FirstGroup's South Western Railway could be stripped of franchise
The transport secretary described the South Western Railway franchise as “not sustainable” on Wednesday, warning that the operation based at London Waterloo could be nationalised.
Grant Shapps said the options for the beleaguered railway could include it being taken over by the state, as was the current arrangement for the East Coast Main Line, or the issue of a new contract to its operators.
SWR - a joint venture between the FTSE 250 passenger transport company FirstGroup and Hong Kong firm MTR Corporation - has been beset by financial underperformance and a series of strikes by staff.
The business lost £137m in the year to March 2019, according to filings at Companies House, and according to the Guardian, could go over the brink by the end of 2020.
Since the First-MTR joint venture took over the operation from FTSE 250 colleague Stagecoach in the summer of 2017, the franchise has seen punctuality plummet, revenue grow slower than anticipated, and onboard staff strike over a dispute involving the role of guards on trains.
In one instance, members of the RMT union walked out in the longest strike in British railway history, not clocking in for almost the entire month of December.
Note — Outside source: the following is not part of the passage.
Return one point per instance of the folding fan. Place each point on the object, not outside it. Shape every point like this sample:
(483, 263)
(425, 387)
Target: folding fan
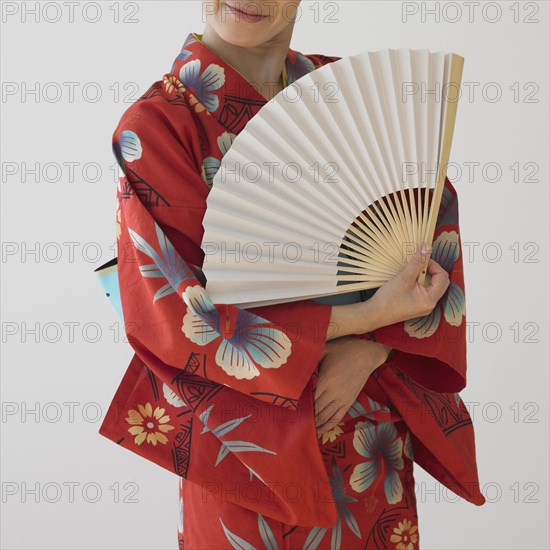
(335, 182)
Shapps said that, while SWR had not yet breached its financial obligations, the risk was great enough that the Department for Transport needed to “prepare suitable contingency measures”.
It comes weeks after the transport secretary also began the process to nationalise the similarly poor Northern franchise - operated by Arriva, which is ultimately owned by the German state railway Deutsche Bahn.
In June 2018, the Stagecoach-Virgin Group joint venture that held the franchise for the East Coast Main Line handed the keys back to the government after it failed to meet its financial obligations - the second time the franchise has been renationalised since British Rail was privatised.
Those routes are currently operated by the Department for Transport under the ‘LNER’ brand name, and are expected to remain under state control until at least 2025.